What would be left, would be a machine that was designed to interface with all the other machines on my network and the internet and just do what I need it to do, 99% of the time:

  • Write
  • Web
  • Email
  • Some limited graphics
  • Share data with my other devices

That’s what I need a laptop to do. I don’t need to store my music library on it (I’ve got an iPhone and an 80 gig iPod for that). I don’t need to burn CDs and DVDs with it (I’ve got my desktop Mac for that…Or my would-be-desk-bound-if-this-device-comes-to-be Powerbook). I need it to communicate, write and interface.
My intuition is telling me that I’m not the only one that feels this way, too.

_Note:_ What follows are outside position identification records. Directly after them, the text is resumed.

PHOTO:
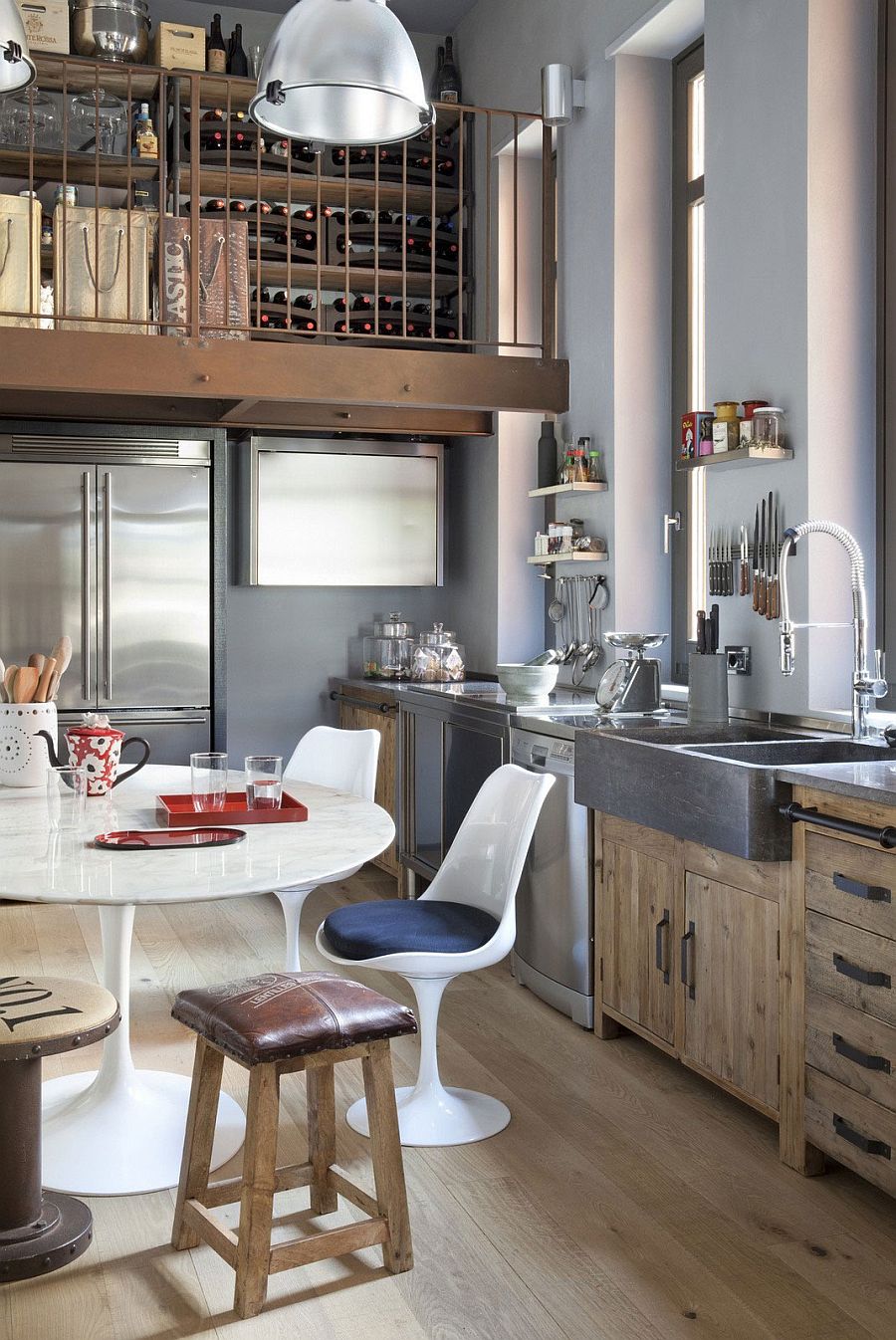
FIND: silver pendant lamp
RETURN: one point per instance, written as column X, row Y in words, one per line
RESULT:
column 16, row 67
column 341, row 73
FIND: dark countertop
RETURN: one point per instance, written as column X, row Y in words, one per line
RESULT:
column 871, row 782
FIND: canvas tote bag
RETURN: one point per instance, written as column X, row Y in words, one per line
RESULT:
column 101, row 270
column 19, row 260
column 222, row 259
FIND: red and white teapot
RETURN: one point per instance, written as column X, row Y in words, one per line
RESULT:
column 97, row 747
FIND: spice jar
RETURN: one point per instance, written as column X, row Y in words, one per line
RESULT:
column 438, row 657
column 387, row 653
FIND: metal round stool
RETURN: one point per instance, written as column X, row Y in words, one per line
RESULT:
column 41, row 1015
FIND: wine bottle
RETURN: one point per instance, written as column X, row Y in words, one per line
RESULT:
column 449, row 77
column 239, row 62
column 216, row 54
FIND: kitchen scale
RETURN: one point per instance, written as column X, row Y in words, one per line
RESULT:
column 631, row 686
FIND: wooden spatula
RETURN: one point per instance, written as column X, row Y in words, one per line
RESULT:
column 24, row 684
column 62, row 654
column 42, row 693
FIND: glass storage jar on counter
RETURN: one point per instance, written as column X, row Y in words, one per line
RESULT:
column 387, row 653
column 438, row 657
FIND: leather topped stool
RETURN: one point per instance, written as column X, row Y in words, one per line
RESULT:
column 41, row 1015
column 276, row 1024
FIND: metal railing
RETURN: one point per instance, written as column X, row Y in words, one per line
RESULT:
column 231, row 233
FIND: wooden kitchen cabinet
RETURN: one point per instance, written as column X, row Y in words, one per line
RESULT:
column 361, row 709
column 687, row 955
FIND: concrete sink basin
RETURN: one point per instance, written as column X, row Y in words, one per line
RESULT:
column 710, row 785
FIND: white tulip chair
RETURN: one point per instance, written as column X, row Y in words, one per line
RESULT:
column 343, row 760
column 464, row 922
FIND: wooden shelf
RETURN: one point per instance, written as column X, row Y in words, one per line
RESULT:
column 568, row 488
column 82, row 76
column 81, row 169
column 741, row 454
column 359, row 282
column 303, row 190
column 576, row 557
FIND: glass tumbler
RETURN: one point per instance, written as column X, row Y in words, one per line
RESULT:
column 264, row 782
column 209, row 781
column 66, row 797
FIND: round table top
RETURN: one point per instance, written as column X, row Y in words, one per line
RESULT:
column 39, row 864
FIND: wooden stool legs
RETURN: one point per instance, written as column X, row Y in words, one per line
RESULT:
column 249, row 1250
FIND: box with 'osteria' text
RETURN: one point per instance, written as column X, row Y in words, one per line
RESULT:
column 178, row 46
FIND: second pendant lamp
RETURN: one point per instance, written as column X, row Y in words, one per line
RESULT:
column 341, row 73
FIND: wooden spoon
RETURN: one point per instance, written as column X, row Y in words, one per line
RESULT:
column 24, row 684
column 8, row 680
column 42, row 693
column 62, row 654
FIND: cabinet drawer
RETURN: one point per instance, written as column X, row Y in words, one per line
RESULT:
column 852, row 965
column 850, row 1046
column 852, row 1130
column 852, row 883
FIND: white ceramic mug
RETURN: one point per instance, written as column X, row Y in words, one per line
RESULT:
column 23, row 754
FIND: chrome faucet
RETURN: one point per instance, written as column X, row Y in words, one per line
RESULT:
column 865, row 688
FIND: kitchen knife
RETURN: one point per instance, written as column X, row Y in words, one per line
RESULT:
column 756, row 560
column 764, row 592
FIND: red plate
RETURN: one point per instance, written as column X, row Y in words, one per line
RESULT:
column 178, row 812
column 136, row 839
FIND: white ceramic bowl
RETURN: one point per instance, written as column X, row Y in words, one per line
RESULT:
column 527, row 684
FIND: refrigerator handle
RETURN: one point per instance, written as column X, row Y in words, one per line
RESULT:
column 108, row 581
column 85, row 587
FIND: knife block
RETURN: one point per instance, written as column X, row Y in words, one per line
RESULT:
column 707, row 690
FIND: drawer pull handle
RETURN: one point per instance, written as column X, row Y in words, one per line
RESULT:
column 860, row 975
column 662, row 945
column 687, row 960
column 872, row 893
column 864, row 1059
column 845, row 1133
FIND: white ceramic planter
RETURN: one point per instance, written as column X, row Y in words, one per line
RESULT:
column 23, row 755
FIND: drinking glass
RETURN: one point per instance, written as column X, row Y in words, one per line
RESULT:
column 264, row 782
column 209, row 781
column 66, row 797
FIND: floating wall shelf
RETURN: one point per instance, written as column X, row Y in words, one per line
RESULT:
column 568, row 488
column 741, row 454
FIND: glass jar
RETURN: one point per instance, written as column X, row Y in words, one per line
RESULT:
column 387, row 653
column 768, row 428
column 438, row 657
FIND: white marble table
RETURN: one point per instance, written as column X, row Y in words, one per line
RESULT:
column 120, row 1130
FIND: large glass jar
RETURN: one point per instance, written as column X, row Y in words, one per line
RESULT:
column 387, row 653
column 438, row 657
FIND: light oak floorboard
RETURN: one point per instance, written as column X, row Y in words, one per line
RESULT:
column 628, row 1200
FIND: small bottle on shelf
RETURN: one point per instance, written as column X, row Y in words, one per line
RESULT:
column 216, row 53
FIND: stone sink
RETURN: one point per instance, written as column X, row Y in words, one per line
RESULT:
column 712, row 785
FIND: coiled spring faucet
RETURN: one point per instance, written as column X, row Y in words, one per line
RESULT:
column 865, row 688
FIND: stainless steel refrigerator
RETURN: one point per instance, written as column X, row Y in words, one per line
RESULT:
column 108, row 539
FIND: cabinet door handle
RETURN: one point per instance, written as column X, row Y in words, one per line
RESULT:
column 662, row 945
column 860, row 975
column 872, row 893
column 864, row 1059
column 687, row 959
column 845, row 1133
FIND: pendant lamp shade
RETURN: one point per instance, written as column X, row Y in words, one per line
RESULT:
column 341, row 73
column 16, row 66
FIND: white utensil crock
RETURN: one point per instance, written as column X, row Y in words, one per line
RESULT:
column 23, row 754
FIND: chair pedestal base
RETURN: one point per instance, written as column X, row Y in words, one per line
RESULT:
column 439, row 1116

So, I think next Tuesday, Steve Jobs is going to introduce a machine that’s free of the responsibility of the desktop machine. Touch-screen, multi-touch, blah, blah, blah, I don’t know about. But watch for a Mac free of the responsibilites of the desktop. If this device comes to life, it’ll make the Powerbook look like a guy in a three-piece suit and the MacBook like a newly-minted MBA. This machine will take up the mantle of the free, wandering thinker/artist/creative type.

And though I’m not going to MacWorld this year, after I hear about it, I’ll call my wife on my iPhone and tell her “I am SO getting one of those.”